Rappel : à l’époque des fait, l’employeur ne pouvait pas rompre le contrat de travail d'une salariée lorsqu'elle était en état de grossesse médicalement constaté et pendant l'intégralité des périodes de suspension du contrat de travail auxquelles elle avait droit au titre du congé de maternité ainsi que pendant les 4 semaines suivant l'expiration de ces périodes. Cependant, l'employeur pouvait rompre le contrat s'il justifiait d'une faute grave de l'intéressée, non liée à l'état de grossesse, ou de son impossibilité de maintenir ce contrat pour un motif étranger à la grossesse ou à l'accouchement. Dans ce cas, la rupture du contrat de travail ne pouvait prendre effet ou être notifiée pendant les périodes de suspension du contrat de travail, à savoir pendant le congé de maternité et la période de congés payés qui suit et durant les 4 semaines de protection suivantes (c. trav. art. L. 1225-4 ancien).

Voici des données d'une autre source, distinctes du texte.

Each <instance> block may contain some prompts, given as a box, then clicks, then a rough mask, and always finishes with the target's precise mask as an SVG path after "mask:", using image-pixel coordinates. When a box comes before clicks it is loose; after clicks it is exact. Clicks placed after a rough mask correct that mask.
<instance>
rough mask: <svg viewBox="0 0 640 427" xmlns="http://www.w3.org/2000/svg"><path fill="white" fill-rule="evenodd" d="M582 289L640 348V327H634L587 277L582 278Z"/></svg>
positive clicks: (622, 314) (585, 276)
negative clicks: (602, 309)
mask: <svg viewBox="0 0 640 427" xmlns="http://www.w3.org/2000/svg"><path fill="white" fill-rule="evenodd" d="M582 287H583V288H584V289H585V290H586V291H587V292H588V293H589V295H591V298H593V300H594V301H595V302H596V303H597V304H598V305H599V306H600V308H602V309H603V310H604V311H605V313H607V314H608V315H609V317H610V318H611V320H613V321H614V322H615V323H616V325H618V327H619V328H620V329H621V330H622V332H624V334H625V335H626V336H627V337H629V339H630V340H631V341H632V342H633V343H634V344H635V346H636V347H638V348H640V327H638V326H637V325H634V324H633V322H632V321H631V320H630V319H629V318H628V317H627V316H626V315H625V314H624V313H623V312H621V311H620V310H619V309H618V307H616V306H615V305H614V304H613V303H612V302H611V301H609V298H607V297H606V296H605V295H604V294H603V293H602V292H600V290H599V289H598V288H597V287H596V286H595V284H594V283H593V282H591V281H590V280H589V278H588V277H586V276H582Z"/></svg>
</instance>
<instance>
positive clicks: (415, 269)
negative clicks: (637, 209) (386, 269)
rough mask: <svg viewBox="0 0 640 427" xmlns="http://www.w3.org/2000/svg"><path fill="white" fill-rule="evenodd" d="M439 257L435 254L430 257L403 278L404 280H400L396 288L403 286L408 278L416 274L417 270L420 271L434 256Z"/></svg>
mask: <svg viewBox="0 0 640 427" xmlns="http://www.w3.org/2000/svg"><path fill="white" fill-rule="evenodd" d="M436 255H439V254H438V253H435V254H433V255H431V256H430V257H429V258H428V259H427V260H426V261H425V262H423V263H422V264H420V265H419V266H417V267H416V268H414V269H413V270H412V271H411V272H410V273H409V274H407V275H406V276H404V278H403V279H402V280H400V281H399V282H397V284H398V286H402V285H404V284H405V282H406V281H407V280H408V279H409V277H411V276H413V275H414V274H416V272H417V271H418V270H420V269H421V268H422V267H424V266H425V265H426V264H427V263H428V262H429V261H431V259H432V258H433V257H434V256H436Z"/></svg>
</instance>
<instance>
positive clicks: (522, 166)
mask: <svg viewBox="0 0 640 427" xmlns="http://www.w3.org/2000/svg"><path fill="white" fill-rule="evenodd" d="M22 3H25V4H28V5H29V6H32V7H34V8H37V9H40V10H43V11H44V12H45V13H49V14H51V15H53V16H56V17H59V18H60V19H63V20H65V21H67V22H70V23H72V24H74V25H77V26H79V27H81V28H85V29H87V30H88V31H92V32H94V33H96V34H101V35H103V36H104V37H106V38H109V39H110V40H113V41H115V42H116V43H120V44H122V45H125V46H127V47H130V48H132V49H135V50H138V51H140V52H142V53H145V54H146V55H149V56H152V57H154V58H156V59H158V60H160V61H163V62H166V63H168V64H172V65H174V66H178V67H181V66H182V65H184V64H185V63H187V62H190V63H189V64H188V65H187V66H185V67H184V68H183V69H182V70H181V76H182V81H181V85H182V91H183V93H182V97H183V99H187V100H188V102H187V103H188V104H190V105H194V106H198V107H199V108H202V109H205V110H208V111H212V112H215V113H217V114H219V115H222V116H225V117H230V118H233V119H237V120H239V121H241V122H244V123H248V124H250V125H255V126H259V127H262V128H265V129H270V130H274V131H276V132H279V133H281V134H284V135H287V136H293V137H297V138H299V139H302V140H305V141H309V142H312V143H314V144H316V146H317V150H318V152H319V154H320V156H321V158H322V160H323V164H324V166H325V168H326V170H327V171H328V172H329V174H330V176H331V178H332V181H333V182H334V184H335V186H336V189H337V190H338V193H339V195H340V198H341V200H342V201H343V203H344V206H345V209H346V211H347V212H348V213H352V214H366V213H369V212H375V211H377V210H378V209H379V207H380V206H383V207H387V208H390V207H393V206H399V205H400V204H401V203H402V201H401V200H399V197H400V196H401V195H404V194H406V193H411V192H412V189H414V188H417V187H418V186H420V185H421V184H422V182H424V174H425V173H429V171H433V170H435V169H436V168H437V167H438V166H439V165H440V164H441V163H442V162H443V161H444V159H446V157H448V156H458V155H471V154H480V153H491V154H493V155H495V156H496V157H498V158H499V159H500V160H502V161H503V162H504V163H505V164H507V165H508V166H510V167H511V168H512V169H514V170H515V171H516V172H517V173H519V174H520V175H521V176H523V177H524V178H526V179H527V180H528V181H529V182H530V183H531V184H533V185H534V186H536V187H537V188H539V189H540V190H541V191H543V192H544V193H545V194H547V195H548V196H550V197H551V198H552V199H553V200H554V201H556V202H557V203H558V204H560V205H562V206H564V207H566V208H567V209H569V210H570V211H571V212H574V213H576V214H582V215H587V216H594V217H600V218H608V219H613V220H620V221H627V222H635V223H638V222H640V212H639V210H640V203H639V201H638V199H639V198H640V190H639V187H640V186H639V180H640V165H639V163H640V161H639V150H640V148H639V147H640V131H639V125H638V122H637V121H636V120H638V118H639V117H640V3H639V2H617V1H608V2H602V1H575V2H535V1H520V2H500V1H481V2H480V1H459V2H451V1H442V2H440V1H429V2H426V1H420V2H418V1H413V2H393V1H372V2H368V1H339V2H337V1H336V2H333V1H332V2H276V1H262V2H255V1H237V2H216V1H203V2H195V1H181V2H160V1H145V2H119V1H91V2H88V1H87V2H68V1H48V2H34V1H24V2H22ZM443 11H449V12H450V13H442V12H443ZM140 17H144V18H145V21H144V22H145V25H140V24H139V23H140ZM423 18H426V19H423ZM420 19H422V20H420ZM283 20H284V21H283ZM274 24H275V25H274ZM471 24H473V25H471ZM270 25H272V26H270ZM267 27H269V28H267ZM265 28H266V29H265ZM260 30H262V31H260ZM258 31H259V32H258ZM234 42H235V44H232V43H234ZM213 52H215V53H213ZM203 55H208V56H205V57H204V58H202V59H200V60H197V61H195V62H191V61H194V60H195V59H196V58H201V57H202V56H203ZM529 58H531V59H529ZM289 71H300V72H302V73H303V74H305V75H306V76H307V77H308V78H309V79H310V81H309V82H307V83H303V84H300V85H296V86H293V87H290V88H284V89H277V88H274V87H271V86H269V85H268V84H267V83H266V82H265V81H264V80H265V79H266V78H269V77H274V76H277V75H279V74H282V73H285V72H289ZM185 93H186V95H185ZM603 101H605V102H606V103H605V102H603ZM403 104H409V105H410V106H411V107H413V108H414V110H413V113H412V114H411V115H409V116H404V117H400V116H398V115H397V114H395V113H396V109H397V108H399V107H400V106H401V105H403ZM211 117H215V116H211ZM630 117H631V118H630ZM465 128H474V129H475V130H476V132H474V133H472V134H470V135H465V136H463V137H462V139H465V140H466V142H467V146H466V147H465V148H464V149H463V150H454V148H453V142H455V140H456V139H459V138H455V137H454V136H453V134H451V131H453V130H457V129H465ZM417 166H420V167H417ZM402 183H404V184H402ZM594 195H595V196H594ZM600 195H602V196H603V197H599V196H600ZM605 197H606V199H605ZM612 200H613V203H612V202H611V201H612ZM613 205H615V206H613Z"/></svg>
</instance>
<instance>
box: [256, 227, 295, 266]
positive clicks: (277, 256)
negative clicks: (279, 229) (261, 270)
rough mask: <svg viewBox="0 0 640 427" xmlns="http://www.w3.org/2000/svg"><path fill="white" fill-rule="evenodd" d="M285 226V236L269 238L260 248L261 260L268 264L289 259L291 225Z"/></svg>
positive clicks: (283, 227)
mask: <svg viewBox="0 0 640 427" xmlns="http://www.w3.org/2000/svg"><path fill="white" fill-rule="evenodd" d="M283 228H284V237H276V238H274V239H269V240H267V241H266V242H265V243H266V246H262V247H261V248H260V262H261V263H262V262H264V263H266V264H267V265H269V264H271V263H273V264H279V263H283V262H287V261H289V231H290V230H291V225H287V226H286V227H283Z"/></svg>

En appel, les juges ont rejeté sa demande de nullité de son licenciement. Selon les juges, la salariée a été licenciée pendant sa période de protection car elle a été déclarée inapte à reprendre son poste d’ouvrière spécialisée qui la mettait en contact avec le latex, le caoutchouc ou les produits ou outils contenant du nickel mais apte à occuper un poste de bureau sans exposition à ces produits. L’employeur, après avoir loyalement recherché une possibilité de son reclassement au sein de ses effectifs, notamment par la mise en œuvre de mesures telles que mutations, transformations de postes ou aménagement du temps de travail, a été contraint de licencier cette salarié en raison de l’impossibilité de son reclassement. Donc, il justifiait d'un motif légitime pour procéder au licenciement de la salariée pendant sa période de protection légale de la maternité de 4 semaines suivant la suspension de son contrat de travail.

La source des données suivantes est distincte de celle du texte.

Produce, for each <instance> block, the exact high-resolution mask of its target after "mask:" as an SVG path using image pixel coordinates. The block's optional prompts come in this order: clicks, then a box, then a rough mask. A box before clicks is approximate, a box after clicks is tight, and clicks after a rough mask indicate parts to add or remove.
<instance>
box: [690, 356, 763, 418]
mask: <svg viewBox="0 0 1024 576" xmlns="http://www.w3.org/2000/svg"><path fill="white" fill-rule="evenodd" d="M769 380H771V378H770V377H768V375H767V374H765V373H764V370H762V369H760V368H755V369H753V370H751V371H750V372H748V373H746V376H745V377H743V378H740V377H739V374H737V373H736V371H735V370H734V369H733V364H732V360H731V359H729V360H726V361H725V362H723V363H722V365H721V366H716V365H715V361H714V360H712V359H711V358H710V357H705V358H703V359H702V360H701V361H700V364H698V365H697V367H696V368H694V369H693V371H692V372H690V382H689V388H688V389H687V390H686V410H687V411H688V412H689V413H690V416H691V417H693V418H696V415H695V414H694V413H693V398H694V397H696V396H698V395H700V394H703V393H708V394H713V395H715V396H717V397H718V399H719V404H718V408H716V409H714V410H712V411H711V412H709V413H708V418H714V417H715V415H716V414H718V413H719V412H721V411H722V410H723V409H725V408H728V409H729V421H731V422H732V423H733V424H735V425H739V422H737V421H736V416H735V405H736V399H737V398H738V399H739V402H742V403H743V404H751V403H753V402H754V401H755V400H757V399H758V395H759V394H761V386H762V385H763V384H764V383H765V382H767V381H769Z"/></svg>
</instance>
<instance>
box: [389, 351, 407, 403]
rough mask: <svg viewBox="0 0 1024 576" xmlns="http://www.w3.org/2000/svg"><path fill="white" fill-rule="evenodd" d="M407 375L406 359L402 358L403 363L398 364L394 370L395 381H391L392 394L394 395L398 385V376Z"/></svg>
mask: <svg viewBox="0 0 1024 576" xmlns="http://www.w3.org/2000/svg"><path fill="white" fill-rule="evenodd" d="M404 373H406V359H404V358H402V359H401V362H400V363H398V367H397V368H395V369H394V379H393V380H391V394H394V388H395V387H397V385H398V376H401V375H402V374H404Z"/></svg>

Mais la Cour de cassation censure la décision des juges. La lettre de licenciement adressée à la salarié ne mentionnait aucun motif justifiant le licenciement d’une salariée en état de grossesse, à savoir une faute grave commise par la salariée non liée à son état de grossesse ou l'impossibilité, pour un motif étranger à la grossesse, à l'accouchement ou à l'adoption, de maintenir son contrat. Donc, le licenciement était nul.
En effet, pour la Cour de cassation, le licenciement d’une salariée pour inaptitude physique et impossibilité de reclassement ne peut pas être prononcé pendant la période de protection légale de la maternité.
À noter. La période de protection de la grossesse et de la maternité a évolué depuis les faits de ce litige. En effet, aujourd’hui, l’employeur ne peut pas rompre le contrat de travail d'une salariée lorsqu'elle est en état de grossesse médicalement constaté, pendant l'intégralité des périodes de suspension du contrat de travail auxquelles elle a droit au titre du congé de maternité, qu'elle use ou non de ce droit, et au titre des congés payés pris immédiatement après le congé de maternité ainsi que pendant les 10 semaines suivant l'expiration de ces périodes.